On the other hand, Google's KeyCzar's Python bindings treat all cryptographic inputs as byte buffers, and all cryptographic outputs as Base64 strings. The Java bindings have overloaded method calls that input bytes and output bytes, input Strings and output Base64 strings, and input byte buffers and output byte buffers. Keys are managed out-of-process by a command-line tool that stores keys internally with metadata about their acceptable uses (a protected key store is something an extremely-high-level crypto library should provide).

I'm not sure what that points to other than: other libraries have approached this in various ways, and there's no well-trod ground here.

tarcieri · 2013-03-14T21:22:29Z

Well, I'm afraid we'll have to agree to disagree. That said, RbNaCl is shipped, the API is 1.0, and I'd like to honor Semantic Versioning if possible. If the encoding API were to be removed (which I probably wouldn't agree with) it would have to be in version 2.0. So if discussion of shipping RbNaCl 2.0 comes up, that would be the time to broach the issue. Feel free to reopen this ticket at this time. I'm afraid you've missed the window here though.

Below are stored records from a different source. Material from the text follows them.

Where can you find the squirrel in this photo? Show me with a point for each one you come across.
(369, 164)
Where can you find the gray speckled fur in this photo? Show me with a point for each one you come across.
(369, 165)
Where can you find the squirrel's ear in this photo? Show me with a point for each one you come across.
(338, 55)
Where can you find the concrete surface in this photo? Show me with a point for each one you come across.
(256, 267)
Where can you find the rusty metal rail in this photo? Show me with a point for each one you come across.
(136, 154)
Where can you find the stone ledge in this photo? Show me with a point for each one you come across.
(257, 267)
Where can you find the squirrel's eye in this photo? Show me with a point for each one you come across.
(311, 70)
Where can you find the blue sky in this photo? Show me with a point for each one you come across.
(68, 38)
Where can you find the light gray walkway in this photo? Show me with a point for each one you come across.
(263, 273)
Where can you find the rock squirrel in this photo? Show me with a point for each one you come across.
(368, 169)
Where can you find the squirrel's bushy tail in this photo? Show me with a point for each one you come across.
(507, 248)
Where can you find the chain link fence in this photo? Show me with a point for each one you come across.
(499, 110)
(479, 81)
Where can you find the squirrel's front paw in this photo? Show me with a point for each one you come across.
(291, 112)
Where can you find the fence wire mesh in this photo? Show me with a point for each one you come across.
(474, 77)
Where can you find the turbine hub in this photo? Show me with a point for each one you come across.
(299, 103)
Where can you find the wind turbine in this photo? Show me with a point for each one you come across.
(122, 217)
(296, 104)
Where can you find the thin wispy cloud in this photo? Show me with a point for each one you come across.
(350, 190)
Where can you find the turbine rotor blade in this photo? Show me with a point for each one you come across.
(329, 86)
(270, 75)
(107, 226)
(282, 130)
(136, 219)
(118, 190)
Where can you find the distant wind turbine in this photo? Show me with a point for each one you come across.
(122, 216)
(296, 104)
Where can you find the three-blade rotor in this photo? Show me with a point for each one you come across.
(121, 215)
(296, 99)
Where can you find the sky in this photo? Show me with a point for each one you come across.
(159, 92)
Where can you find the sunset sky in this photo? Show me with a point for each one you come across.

Exposing concepts like PKCS5 and HMAC to novices is the wrong way to go in my opinion

PKCS5 is perhaps a bit obsolete, but it's a very important feature (used by Rails among other things). JRuby recently vendored Krypt to provide PKCS5 support to Rails. Sodium will ship the PHC winner... how is it any different from that besides PKCS5 being a NIST standard (and a bit of a build-your-own PHF toolkit instead of a standard like PHC)?

HMAC is definitely useful to end-users as the symmetric equivalent of digital signatures. djb saw fit to include it in NaCl.

Overall, I think you're just being too hyperbolic. NaCl's goals are the same as yours, yet you seem to be arguing that djb didn't go far enough, and that by including things like HMAC (complete with built-in constant time comparison functions) he's exposing user to potential troubles. You could make that case for Poly1305, but I think NaCl includes HMAC because it has fewer sharper edges, while still being useful.

I wish you good luck on your novice-oriented crypto library. You will probably find me contributing to Krypt instead though.

stouset · 2013-03-14T21:46:27Z

To be clear, I'm not arguing against supporting things like PKCS5, HMAC, etc. But those are cryptographic implementation details and have no business being exposed to end-users who are just trying to do things like "check that this data hasn't been forged" or "hide this data from eavesdroppers".

When I'm writing a webapp, I'm not constantly having to deal with TCP packets. It's been abstracted away from me. Nobody would rightfully consider a web framework that directly exposed TCP details to be "high-level", or suitable for use by average developers. And yet we expect novices to understand, choose between, and correctly use PKCS5, PKCS7, PKCS12, AES, SHA2, HMAC, PBKDF2, bcrypt, scrypt, CSPRNGs, IVs, keys, nonces, salts, et al ad infinitum.

NaCl, libsodium, and RbNaCl are a huge step in the right direction. But they are still relatively low-level libraries that are extremely dangerous if left in the wrong hands.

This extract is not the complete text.